From: Discriminating nucleosomes containing histone H2A.Z or H2A based on genetic and epigenetic information

Genetic information can also be used to predict if a nucleosome is likely to contain H2A.Z. A. Top panel is a histogram of the log-odds of all words of eight base pairs in the H2A.Z dataset compared with the H2A dataset. Bottom panel shows the same analysis carried out on the randomized dataset. B. Log odds of the most enriched and most depleted words in the H2A.Z versus the H2A dataset. C. Flexibility profile of H2A.Z- and H2A-containing nucleosome sequences. These curves represent the positional flexible dinucleotide log-odds of the flexibility models described, trained on all H2A.Z and H2A sequences including their reverse complement, using a background probability calculated on input sequences without regard to position. H2A.Z-associated sequences are slightly more rigid than their H2A counterparts.

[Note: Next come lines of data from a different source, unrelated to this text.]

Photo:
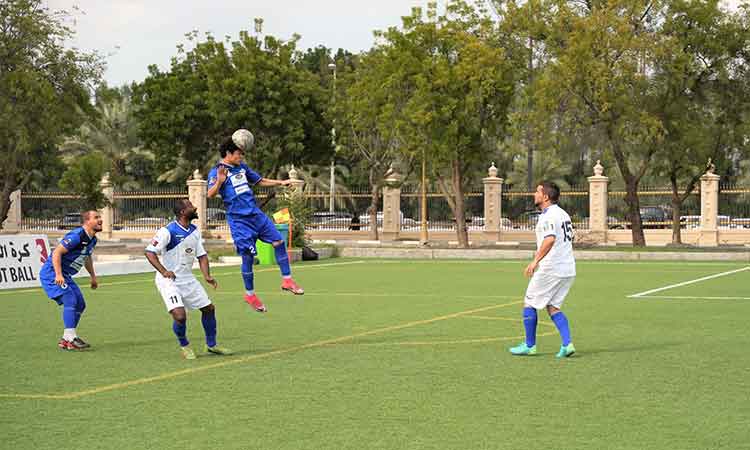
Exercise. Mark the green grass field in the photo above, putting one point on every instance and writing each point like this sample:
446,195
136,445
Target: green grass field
389,355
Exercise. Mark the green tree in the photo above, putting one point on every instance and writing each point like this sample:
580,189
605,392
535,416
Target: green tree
602,54
83,176
44,87
450,87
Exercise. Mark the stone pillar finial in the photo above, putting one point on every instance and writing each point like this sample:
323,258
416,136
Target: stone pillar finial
492,171
197,191
392,176
598,192
598,168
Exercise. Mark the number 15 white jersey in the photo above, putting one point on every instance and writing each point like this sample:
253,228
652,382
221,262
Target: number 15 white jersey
559,262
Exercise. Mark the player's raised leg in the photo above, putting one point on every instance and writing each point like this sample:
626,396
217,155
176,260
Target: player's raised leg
70,315
248,278
528,347
179,327
208,319
561,322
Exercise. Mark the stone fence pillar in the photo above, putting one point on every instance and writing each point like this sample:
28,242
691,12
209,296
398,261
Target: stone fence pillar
708,234
598,225
296,184
12,223
108,211
197,190
493,194
391,206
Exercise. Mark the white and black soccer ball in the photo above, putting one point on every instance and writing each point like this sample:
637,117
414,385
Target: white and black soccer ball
243,139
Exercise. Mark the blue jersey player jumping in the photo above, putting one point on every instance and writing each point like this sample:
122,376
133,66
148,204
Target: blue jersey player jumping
72,253
233,180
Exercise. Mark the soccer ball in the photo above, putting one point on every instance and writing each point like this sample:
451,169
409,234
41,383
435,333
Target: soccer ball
243,139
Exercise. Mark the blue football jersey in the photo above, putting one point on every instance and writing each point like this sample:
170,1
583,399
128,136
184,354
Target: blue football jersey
79,245
236,192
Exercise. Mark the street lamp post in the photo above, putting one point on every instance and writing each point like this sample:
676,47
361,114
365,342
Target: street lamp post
332,66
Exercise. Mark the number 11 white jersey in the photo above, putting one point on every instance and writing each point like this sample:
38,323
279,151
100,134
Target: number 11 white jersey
559,262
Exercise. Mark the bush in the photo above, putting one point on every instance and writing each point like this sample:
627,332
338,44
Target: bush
301,214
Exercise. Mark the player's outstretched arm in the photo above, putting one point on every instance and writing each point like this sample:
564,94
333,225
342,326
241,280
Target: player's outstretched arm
206,270
154,261
221,177
89,264
57,263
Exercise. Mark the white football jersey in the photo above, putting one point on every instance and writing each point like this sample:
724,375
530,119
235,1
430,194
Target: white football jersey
554,221
178,247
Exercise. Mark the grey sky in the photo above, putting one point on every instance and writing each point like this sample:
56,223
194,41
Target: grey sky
147,31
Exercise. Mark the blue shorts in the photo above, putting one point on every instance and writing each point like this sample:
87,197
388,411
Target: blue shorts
55,292
247,229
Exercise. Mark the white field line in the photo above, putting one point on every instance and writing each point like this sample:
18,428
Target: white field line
685,283
690,297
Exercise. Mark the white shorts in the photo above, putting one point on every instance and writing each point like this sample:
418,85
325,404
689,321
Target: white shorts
189,295
547,290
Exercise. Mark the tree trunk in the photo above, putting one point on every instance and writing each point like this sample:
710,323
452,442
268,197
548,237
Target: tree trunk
372,210
676,212
634,213
459,212
631,187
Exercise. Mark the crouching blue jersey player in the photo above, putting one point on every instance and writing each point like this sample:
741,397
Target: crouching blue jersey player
72,253
233,180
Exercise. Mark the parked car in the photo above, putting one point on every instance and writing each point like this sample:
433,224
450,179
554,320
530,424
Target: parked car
321,217
70,221
215,214
690,222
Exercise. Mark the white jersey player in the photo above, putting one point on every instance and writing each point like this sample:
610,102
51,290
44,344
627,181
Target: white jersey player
179,244
552,271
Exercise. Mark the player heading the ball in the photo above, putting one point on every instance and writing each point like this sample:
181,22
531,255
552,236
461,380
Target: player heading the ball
552,271
233,180
179,244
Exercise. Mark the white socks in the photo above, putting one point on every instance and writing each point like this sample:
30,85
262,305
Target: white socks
69,334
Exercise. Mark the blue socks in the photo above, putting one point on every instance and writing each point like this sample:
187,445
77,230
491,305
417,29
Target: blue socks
561,322
282,259
247,272
529,324
71,315
180,330
209,326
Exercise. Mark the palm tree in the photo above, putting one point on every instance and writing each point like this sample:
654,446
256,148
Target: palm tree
112,131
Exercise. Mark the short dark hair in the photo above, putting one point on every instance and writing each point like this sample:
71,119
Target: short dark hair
179,205
228,146
551,190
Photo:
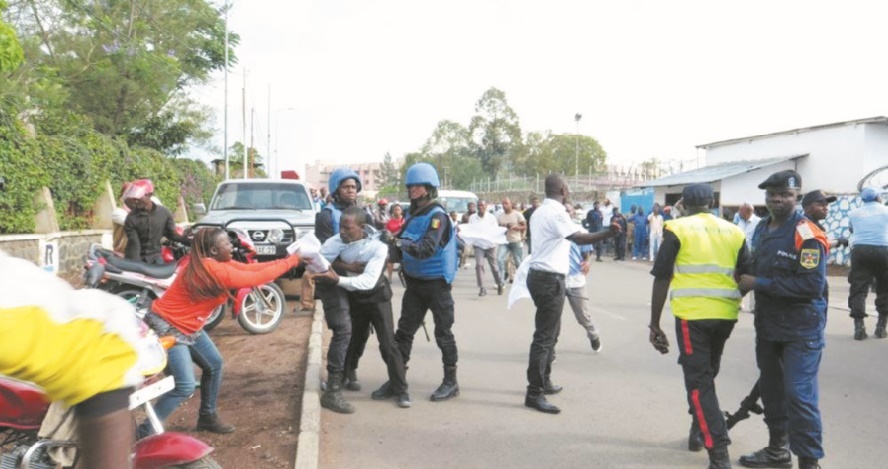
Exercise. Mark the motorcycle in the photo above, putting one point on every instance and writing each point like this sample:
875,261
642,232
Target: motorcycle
36,434
259,310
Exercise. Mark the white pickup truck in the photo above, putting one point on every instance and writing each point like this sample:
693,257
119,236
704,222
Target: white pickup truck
273,212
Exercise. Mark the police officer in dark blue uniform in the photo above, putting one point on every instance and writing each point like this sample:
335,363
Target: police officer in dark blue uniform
344,185
428,245
789,254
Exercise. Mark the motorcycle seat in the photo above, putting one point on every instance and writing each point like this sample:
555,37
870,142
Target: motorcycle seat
151,270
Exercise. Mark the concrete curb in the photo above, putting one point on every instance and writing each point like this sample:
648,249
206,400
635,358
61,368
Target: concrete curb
308,447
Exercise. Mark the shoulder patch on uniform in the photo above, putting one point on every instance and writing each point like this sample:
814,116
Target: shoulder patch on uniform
804,230
809,258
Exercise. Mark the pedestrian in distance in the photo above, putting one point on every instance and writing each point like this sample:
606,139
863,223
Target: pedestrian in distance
552,230
428,248
869,260
577,295
789,257
485,250
700,258
369,299
513,221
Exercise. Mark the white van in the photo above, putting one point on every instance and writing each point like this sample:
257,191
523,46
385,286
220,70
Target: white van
456,201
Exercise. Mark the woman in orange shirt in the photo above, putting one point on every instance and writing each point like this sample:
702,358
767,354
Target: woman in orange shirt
182,312
394,226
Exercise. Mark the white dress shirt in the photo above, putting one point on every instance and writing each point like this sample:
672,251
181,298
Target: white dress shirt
549,228
369,251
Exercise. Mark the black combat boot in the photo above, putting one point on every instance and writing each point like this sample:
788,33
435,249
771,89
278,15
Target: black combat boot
808,463
332,398
776,454
859,329
449,388
695,438
880,327
350,381
719,458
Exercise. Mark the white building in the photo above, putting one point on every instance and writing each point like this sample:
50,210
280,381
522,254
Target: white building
831,157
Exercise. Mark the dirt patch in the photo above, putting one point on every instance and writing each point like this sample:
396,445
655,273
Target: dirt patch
261,394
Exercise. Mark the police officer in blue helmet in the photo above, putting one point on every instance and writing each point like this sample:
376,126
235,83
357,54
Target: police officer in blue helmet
789,253
428,245
344,185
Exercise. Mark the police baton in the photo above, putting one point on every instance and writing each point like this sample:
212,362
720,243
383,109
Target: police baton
424,329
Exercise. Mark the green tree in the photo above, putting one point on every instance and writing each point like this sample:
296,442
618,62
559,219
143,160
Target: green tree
494,130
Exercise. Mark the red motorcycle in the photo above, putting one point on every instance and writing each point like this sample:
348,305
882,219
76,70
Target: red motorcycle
259,310
25,445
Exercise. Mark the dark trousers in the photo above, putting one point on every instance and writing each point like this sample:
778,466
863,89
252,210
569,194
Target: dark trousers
620,246
419,297
336,313
868,262
790,392
548,291
700,346
379,314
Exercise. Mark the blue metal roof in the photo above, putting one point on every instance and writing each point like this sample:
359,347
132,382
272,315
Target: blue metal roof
716,172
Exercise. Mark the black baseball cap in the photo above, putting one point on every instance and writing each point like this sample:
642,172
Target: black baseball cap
696,195
817,196
787,179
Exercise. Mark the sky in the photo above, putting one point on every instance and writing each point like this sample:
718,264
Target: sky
351,80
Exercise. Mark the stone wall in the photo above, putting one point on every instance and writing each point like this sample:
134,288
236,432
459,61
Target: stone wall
62,253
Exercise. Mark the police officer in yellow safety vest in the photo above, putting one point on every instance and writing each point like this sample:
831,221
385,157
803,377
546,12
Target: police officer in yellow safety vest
700,258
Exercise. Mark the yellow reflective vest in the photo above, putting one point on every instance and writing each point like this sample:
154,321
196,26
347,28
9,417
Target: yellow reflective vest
703,285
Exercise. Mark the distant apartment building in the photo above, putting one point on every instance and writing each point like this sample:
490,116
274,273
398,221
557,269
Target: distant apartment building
318,174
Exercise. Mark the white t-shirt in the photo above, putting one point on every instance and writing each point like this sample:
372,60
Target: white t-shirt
549,228
607,212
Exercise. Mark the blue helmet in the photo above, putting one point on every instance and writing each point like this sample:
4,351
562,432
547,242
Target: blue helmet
340,174
422,173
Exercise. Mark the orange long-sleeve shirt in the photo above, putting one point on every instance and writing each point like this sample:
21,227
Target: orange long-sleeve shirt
179,308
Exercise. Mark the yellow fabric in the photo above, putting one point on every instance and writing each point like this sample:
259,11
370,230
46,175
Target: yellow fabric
71,361
703,285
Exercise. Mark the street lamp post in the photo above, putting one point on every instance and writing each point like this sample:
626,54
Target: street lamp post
277,136
577,118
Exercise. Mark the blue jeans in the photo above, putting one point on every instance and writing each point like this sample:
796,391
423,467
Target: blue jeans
179,364
790,392
502,253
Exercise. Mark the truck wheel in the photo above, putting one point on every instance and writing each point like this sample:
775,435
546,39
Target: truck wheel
262,310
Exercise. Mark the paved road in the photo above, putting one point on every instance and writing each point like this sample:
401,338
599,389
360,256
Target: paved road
621,408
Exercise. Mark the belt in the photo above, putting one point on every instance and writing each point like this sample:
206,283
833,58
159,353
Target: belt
546,273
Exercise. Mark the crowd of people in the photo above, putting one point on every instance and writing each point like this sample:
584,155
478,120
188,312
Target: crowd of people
702,264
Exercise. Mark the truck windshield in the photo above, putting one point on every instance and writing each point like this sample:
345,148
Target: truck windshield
261,196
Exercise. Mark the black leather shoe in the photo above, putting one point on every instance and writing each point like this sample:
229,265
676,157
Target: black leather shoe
541,404
695,438
551,388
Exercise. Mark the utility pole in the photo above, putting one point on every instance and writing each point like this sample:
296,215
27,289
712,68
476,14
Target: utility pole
252,149
225,132
577,118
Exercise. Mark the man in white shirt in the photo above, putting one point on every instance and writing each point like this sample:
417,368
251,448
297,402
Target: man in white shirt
368,295
747,220
485,250
552,231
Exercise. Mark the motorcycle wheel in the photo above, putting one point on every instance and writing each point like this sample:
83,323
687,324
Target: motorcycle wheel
205,462
215,318
257,318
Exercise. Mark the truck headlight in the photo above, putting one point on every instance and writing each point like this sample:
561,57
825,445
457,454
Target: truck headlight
275,235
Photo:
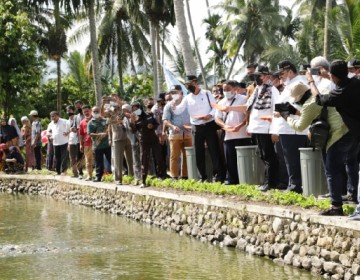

D. Classification results for some of the sequence-based classifiers investigated. True positives in light green, true negatives in dark green, false positives in light red and false negatives in dark red. GC%: A model based solely on GC content of the sequences. MarkovX: A model based on a positional Markov model of order X (see text). NPMarkovX: A model based on a non-positional Markov model of order X. Flexibility: A model based on dinucleotide flexibility (see text). SVM: A model based on a support vector machine.